The Art of World of Tomorrow (8:20)
Kevin Conran talks about the process and approach of the art direction in the film, and stresses the fact that it was never the intent to create a photo-realistic environment. He makes no apologies, and states simply that if that is what you’re looking for, then this isn’t the film for you. He calls it a “comic book brought to life.”
New York was based on charcoal renderings by Hugh Ferris, an architect / illustrator from the 1930’s. Conran also talks of the Art Deco look, and the influence it had on the film.
Conran goes on to discuss costume design, which he never intended to be a part of. His need to visualize the characters early on, however, required some early drawings. He worked with those early drawings to design the final costumes for the film.
The Original Six Minute Short
This film, made on a desktop computer in Kerry Conran’s apartment, is what was used to pitch the feature film to Jon Avnet. It was also instrumental in getting key actors to sign on. It is easy to see how the first act of the film grew entirely from this short. It has the same visual style as the feature film, though it is in black and white (the original intention of the feature, as well). A nice, interesting addition to the special features, especially since discussion of this short is featured prominently in the documentary.

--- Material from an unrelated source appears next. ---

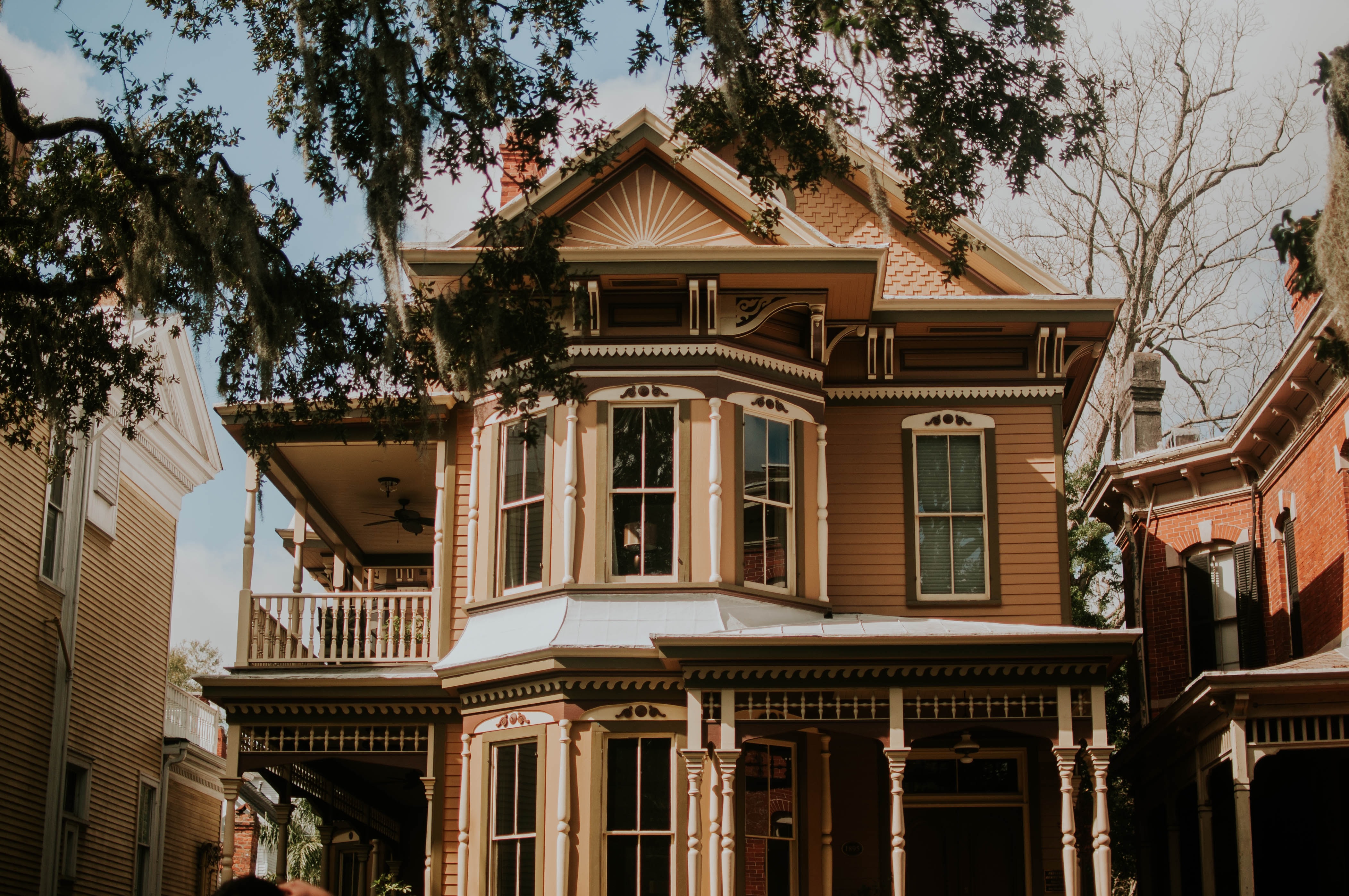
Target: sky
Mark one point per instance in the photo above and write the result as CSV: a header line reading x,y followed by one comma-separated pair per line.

Totenkopf’s Torture Room (1:13)
A short scene in Nepal, before Captain Joe Sullivan and Polly receive the staff that leads them to Totenkopf. This scene is completely rendered.
The Conveyor Belt (3:56)
Unfinished, this is a mix of blue-screen and pre-viz animatics. It serves as an alternate way for the Captain and Polly to meet Dex. The final version in the film is shorter and tighter.

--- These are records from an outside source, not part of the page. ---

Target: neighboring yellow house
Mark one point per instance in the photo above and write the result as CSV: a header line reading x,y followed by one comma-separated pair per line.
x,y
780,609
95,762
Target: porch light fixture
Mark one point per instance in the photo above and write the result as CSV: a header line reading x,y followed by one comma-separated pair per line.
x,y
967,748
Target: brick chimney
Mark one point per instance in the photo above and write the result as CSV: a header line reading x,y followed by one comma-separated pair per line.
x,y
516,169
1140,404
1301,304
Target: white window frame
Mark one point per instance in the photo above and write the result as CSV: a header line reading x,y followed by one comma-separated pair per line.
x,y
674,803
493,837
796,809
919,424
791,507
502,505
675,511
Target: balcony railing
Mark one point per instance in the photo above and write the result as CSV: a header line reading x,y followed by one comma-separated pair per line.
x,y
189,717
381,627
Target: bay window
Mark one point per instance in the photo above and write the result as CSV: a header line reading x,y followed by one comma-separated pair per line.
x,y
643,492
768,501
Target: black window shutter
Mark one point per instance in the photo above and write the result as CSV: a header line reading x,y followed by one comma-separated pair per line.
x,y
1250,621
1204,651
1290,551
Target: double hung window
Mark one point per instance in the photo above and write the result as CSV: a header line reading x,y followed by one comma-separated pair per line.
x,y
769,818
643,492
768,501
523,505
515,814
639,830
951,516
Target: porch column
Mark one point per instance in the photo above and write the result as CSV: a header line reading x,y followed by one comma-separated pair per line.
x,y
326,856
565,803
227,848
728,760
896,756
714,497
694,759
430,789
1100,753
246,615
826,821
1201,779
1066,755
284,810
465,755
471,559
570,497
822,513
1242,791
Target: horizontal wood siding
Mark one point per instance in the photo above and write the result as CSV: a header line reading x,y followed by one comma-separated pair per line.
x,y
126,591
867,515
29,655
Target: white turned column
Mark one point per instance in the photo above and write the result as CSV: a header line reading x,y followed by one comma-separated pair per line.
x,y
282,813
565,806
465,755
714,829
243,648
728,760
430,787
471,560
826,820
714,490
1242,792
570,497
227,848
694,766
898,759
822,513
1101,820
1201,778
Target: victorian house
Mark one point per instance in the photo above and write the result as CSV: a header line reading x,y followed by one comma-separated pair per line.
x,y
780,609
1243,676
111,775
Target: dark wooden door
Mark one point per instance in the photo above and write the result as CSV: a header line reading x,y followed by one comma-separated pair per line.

There is a “Play All” feature.
Gag Reel (2:32)
A short mix of live action bloopers and animatics gags. There’s nothing special here, but those who like bloopers may appreciate the inclusion.

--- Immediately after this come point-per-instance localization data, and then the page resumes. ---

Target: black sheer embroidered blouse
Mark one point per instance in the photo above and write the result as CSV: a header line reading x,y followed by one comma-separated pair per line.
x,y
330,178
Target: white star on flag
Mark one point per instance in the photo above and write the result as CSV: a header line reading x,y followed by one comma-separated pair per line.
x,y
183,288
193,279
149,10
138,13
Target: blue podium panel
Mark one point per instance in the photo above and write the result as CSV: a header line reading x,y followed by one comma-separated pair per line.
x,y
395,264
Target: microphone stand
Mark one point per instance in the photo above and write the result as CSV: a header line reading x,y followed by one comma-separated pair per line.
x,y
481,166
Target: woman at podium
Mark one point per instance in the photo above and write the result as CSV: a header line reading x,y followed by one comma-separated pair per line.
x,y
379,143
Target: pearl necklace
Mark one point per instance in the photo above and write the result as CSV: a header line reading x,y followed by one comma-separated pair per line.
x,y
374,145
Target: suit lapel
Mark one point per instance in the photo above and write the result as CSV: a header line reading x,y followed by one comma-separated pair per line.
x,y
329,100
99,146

The Spongebob Squarepants Movie
Lemony Snicket’s A Series of Unfortunate Events
Without a Paddle
As long as Paramount assaults us with forced previews, I’ll continue to express my displeasure in reviews. These are semi-forced previews, requiring multiple chapter skips to advance to the menu. They also appear in the special features. It is an unfortunate trend in Paramount product, as of late.
There is no theatrical trailer for Sky Captain included on the disc.
Turn off your brain and enjoy the film. It is a visual feast, and an entirely unique piece of work. Paramount has delivered a wonderful transfer of this visionary film, with a rather nice documentary on the making of the film included amongst the extras. Enjoy.